Navajo Code Talkers during World War II

Cracking the code to Native American language revitalization

During the height of WWII, the U.S. Military hired 29 Navajos in a test program to develop a secret code based on the Navajo language. The program was a success, and the military hired around 400 Navajos throughout the war to work as “Code Talkers,” translating the 411 keywords and the alphabet system of the Navajo code. Messages that traditionally took soldiers hours to decipher took the Code Talkers just two and a half minutes. The Navajo code helped secure an allied victory in the pacific.
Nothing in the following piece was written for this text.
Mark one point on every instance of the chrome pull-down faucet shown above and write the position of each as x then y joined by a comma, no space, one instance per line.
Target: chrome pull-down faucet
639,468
Yet the Navajo language is endangered — at risk of dying with the number of native speakers dwindling. The language’s obscurity, stark contrast to English and romance languages, and history as an unwritten language, all of which made Navajo an ideal choice for the military, are the same reasons the language is at risk of abandonment by its community. Many other Native American languages teeter on the brink of the same fate. During Native American Heritage Month, Northeastern University professors reflect on the success of the Code Talkers and how to preserve these endangered languages.

Many languages die when a new and dominating language is introduced into a community. In the case of Native Americans, it was English and Spanish, brought by European colonizers. In many cases, life is easier for community members once they switch to the dominant language: It’s easier to get a job, access services in the community, and avoid discrimination.

Language rescue and revitalization involves first documenting the language so that knowledge of the language is not lost, said Northeastern linguistics professor Adam Cooper. Then, the community must have access to educational opportunities to learn and relearn the language, and they must feel actively encouraged to speak it, which involves removing social and economic barriers for native speakers.

Documenting language is no easy task, especially when no written system exists. “Language is distinct from the way that it’s graphically represented from its written form,” Cooper said. “The fact that we can use the Roman alphabet and adapt to different languages speaks to the fact that it’s a kind of tool used to spread language, but it’s not itself language.”

Navajo developed as a language completely independent of English and other romance languages. Even within its Native American language family, it’s an outlier in terms of structure, Cooper said. So, documenting the language with the roman alphabet required careful thought and the repurposing of letters by the Code Talkers.

Cryptography, the study of ways to securely transmit information, has been used extensively during wartime. Soldiers use cryptography to prevent enemies from intercepting messages. While historically, people like the Code Talkers have performed cryptography by hand, now computers do the work, encrypting and decrypting everything from war messages to text messages and emails.

“The idea is, you want to find some kind of computational problem that’s easy to go in one direction, but hard to go in the other,” said Northeastern mathematics professor Evan Dummit.

Language use in cryptography dates back millennia. For example, Egyptian hieroglyphics and Middle Eastern cuneiform were easy for native speakers to write, but they have been incredibly difficult for historical linguists to decipher. Cracking the code required years and years of work by hundreds of researchers.

“The fact that thousands of years after, cuneiform and hieroglyphics could be deciphered is a pretty remarkable feat,” said Cooper. “It’s really interesting to see. When you have the material and take a systematic approach, the seemingly indecipherable system can be broken down and understood.”

It is much more difficult for current-day researchers to understand the ancient texts simply because they lack the language’s full cultural context.

“Language is this system of communication, but it doesn’t exist in a vacuum,” Cooper said. “The language that we use is crucially connected to our sense of identity, the culture, the groups that were a part of it.”

In 1970, 95% of Navajo schoolchildren spoke the Navajo language. That number has dropped to just 3%. The Code Talkers incidentally began the revitalization process over a half-century ago with their careful and innovative documenting of the language. Now, the Navajo are tackling the next step: rejuvenating the connection between culture and language.

The past few decades have seen an increase in tribal-run education departments and cultural-based language education programs. Teachers in one Navajo education program designed to embrace Navajo teaching and learning styles felt the program made a difference. “My students have learned being bilingual and bicultural is a very powerful tool and they have the power to make changes in their lives and their environment both at school and outside the school,” one wrote.